Sunday, June 2, 2013

Looking back, a quick summery.

I just wrote a really short article for the quarterly magazine for the LGBT organization I work for. I didn't have much space so I just made a really short summery of the whole "oh my, I might be trans" thing. I started at the beginning and skipped most of what is now the middle to get to where I am now. Lately I have been thinking a lot about the road ahead. Starting hormone treatment means my body will finally start to change. It feels like a beginning. But I just realized it isn't. It's the end of the beginning. The beginning has been the journey up to this point. And it has been a long one. I keep forgetting that. So I'm taking a moment to look back.

About two years ago I first started to allow myself to even consider this male/female thing. Before then it was my deepest, darkest secret and I couldn't tell anyone about it. I hid it so far from the rest of the world I even hid it from myself most of the time. I tried really hard to be a good girl, or more, to be good at being a girl. But I always felt like a failure, like I was doing something wrong. In a way I was right, I was doing something wrong. I was barking up the wrong tree. I knew I was but I didn't see any other options. I was miserable and convinced I would always stay that way because I could never be what I really wanted to be. I couldn't live like that. 

So I took a chance. I started looking around on the internet, gathering information about transgenderism and applying it to my own case. I started looking at my life in a different light and suddenly things made a lot more sense. I talked to some friends and they all responded very relaxed, agreeing that living as a man would indeed suit me much better. I made more sense as a man to them as well. I put myself on the waiting list to get treatment and took a deep breath. A weight fell off me. 

I had made my choice, and then it was time to tell people. So I did. My mother almost cried, she was so afraid I would be an outcast and would ruin my chance at being happy. I don't blame her. It's not easy being trans. But my friends all responded really well. Most of them were mostly curious as to how it all works. People told me they were proud of me for choosing to be myself, which sounds silly but they're right as too many people are afraid to be true to themselves, gender aside. People told me they thought it was cool. And they asked all kinds of questions, some of which I didn't have an answer to because I hadn't thought about it yet and those questions helped me understanding things better myself. Over all, it was a good experience. I got lucky. 

And then there was the screening. The big test to see if you're not just nuts and if you're the real deal. But also to see if you are able to deal with the changes because they're pretty big indeed. So I filled out the endless questioners, wrote my life story, brought along a friend and talked and talked and talked. All according to protocol. I don't think I agree with the protocol completely but I understand they want to make sure you can get through this life changing event okay.
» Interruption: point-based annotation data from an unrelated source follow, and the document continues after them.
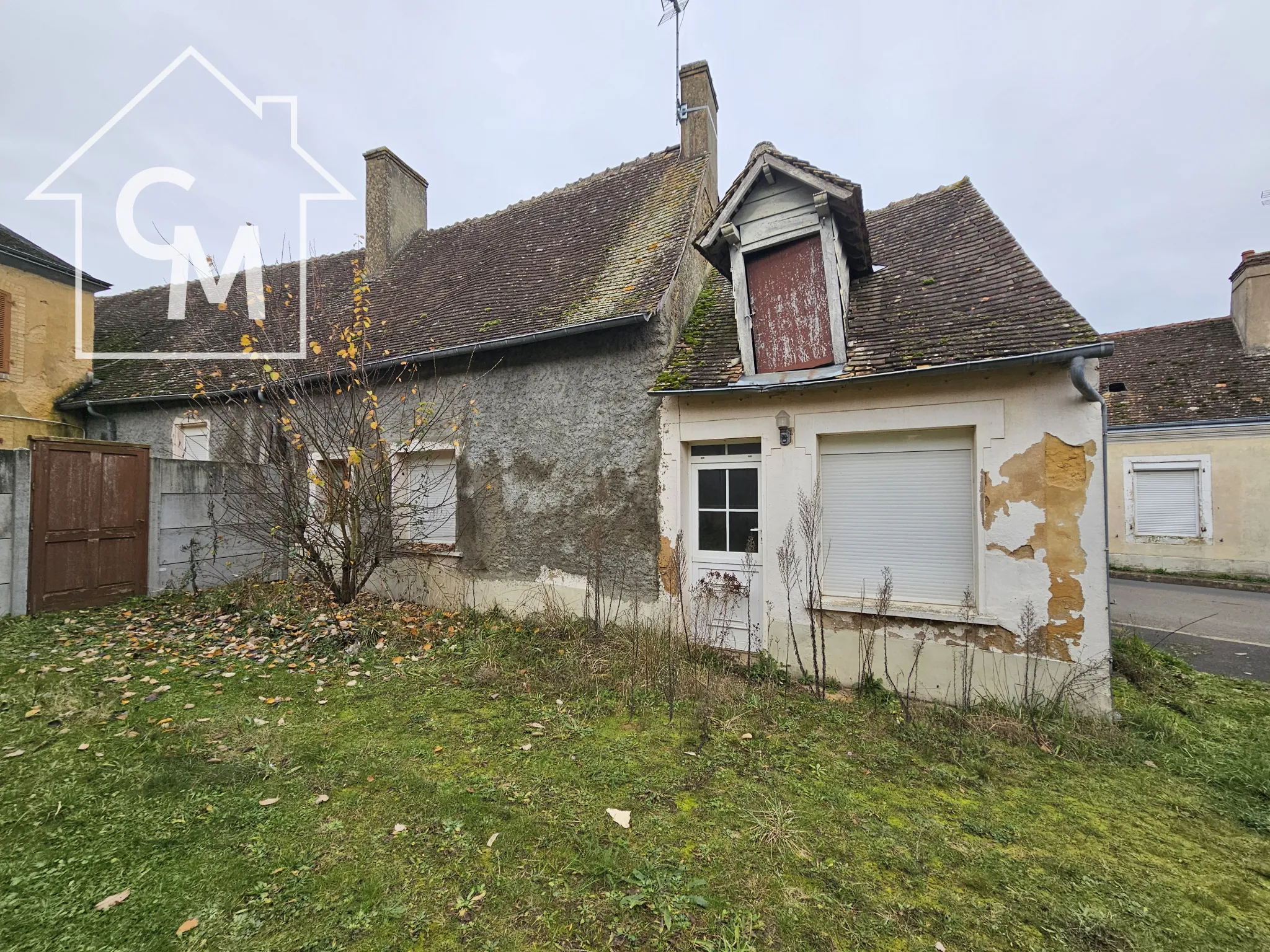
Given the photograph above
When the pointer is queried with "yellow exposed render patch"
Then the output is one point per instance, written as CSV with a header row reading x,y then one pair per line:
x,y
666,568
1054,477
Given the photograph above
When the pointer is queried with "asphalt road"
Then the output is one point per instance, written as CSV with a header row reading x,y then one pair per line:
x,y
1220,631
Finally they sent me to see a different psychiatrist and he agreed I was indeed 'born in the wrong body' and I could start hormone treatment. Relief washed over me. 

Of course, every time you get some good news you get put on hold again. It's been nearly 3 months since I was given the okay and I still don't have my hormones. Next week, if all goes well, so almost now. This constantly being put on hold takes its toll. It's much harder then people realize. But I'm almost there. Once I start hormones at least the changes will start and I will really feel like I am on my way. It's like taking the train to the airport. You don't feel like you're really on your way until your on the plane but you've left home long ago. I'm on my way alright, and I have left many miles behind me already.